Die Sichtbarkeit dieser Meeressäuger kann auf mehrere Faktoren zurückgeführt werden. Ein bedeutendes Element ist die saisonale Natur des Ökosystems des Salish Meeres, in dem während der Sommermonate erhöhtes Sonnenlicht das Wachstum von Algen und Phytoplankton fördert. Diese Fülle unterstützt eine blühende Nahrungskette, die Fische, Robben, Seelöwen und Schweinswale anzieht, die wiederum größere Raubtiere anziehen.
In den späten 1990er-Jahren begann die Wiederentdeckung in den Gewässern der Insel, vor allem aufgrund der Anwesenheit einer bemerkenswerten Weibchen namens Big Mama, die eine entscheidende Rolle bei der Wiedereinführung der Arten in das Gebiet spielte.

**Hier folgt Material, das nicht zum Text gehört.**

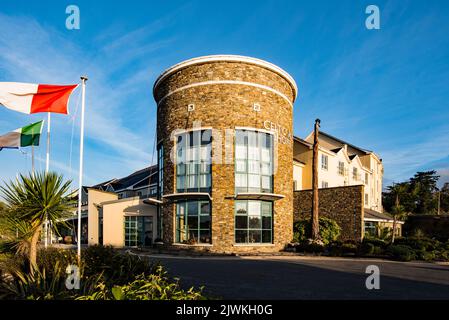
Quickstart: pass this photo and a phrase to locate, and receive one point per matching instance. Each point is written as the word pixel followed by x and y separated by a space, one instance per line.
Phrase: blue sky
pixel 385 90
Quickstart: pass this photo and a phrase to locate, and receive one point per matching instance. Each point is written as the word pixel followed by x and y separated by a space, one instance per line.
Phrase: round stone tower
pixel 225 154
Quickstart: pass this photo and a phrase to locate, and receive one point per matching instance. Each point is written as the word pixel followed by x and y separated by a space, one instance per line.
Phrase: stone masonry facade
pixel 342 204
pixel 222 106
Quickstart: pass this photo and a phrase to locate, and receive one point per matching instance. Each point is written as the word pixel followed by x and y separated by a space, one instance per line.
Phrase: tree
pixel 398 211
pixel 444 198
pixel 425 185
pixel 35 198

Allerdings erleben nicht alle Wale günstige Bedingungen. Graue Wale, die auf ihrer Reise nach Vancouver zu den Fütterungsgebieten in Alaska wandern, scheinen mit Herausforderungen im Zusammenhang mit der Nahrungsmittelverfügbarkeit konfrontiert zu sein. Ein bestimmter Grauwal, der im April und Mai entlang der Küste von Vancouver beobachtet wurde, schien in einem Zustand starken Hungers zu sein, was Bedenken über die allgemeine Gesundheit der Art auslöste. Anfang Juni waren zehn Grauwal-Karkassen entlang der Küste entdeckt worden, was Alarm auslöste über mögliche Probleme, die ihr Überleben beeinträchtigen.

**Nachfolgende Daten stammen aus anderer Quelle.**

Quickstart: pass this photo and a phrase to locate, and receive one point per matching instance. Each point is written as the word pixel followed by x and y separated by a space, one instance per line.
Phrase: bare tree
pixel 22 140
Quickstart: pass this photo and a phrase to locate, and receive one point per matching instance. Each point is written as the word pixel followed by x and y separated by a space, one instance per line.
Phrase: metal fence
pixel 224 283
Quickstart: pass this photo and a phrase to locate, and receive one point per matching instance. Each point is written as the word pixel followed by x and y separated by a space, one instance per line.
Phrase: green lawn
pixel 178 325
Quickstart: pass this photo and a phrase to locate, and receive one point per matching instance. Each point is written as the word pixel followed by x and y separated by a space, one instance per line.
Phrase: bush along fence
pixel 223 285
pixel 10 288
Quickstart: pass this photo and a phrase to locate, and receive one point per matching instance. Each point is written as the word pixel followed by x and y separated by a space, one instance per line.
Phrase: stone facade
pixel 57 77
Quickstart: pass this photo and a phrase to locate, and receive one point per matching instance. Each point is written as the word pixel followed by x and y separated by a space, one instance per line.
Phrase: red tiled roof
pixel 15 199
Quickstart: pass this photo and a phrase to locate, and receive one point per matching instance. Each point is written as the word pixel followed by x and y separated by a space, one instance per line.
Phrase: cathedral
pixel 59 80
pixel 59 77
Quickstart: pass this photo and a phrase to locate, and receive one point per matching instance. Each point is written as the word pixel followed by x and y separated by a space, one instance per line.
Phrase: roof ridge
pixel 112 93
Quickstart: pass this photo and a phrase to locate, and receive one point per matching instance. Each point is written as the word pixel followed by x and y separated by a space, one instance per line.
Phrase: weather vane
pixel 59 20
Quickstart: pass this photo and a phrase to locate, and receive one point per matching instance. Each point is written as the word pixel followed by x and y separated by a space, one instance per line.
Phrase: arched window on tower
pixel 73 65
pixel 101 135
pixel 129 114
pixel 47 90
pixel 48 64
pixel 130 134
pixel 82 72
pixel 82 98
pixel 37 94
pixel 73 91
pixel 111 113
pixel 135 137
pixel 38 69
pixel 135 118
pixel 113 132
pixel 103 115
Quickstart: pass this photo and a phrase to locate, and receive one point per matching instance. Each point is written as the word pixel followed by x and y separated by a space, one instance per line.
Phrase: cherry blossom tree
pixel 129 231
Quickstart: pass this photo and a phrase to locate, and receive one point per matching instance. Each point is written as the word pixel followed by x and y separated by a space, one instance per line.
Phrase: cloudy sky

Michael deRoos und sein Partner Michiru Main, die Cetacea betreiben, ein Familienunternehmen, das sich der Artikulierung von Walskeletten widmet, arbeiten an diesem einzigartigen Exemplar. Der Bryde's-Wal, der erste seiner Art, der in kanadischen Gewässern gefunden wurde, wird schließlich im neu errichteten Whale Interpretive Centre in Telegraph Cove auf der nördlichen Vancouver Island ausgestellt. Jedes Skelett, das sie rekonstruieren, bietet Einblicke in das Leben und den Tod des Tieres und trägt zu einer tieferen Wertschätzung der Meeresbiodiversität und der Herausforderungen bei, mit denen diese Kreaturen konfrontiert sind.

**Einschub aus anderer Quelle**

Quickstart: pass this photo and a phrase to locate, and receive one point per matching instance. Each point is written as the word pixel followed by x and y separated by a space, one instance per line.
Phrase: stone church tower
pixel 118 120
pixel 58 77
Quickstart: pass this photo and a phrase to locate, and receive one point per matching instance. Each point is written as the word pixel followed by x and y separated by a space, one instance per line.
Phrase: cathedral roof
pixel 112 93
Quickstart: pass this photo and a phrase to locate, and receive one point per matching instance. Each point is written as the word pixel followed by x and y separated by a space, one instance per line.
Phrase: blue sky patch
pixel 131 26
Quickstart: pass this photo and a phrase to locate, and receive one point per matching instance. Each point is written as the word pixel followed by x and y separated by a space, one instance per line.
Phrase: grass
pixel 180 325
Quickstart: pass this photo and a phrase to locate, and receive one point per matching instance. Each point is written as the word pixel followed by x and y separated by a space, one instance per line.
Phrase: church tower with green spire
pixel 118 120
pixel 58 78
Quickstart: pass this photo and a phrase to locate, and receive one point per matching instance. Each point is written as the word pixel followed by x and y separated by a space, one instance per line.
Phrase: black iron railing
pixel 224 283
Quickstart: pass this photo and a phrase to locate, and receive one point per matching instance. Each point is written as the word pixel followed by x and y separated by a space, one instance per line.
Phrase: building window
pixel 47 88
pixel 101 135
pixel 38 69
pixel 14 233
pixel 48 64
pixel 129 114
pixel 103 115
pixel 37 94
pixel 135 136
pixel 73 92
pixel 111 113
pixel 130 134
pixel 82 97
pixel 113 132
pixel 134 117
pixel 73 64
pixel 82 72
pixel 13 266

Das Zusammenspiel von ökologischer Wiederherstellung, Naturschutzbemühungen und menschlicher Beobachtung hat eine dynamische Umgebung geschaffen, in der die Anwesenheit von Walen sowohl gefeiert als auch untersucht wird. Während das Wiederaufleben bestimmter Arten erfolgreiche Naturschutzpraktiken widerspiegelt, unterstreicht die Notlage anderer die Notwendigkeit einer kontinuierlichen Aufmerksamkeit für die Gesundheit und Nachhaltigkeit der Ozeane.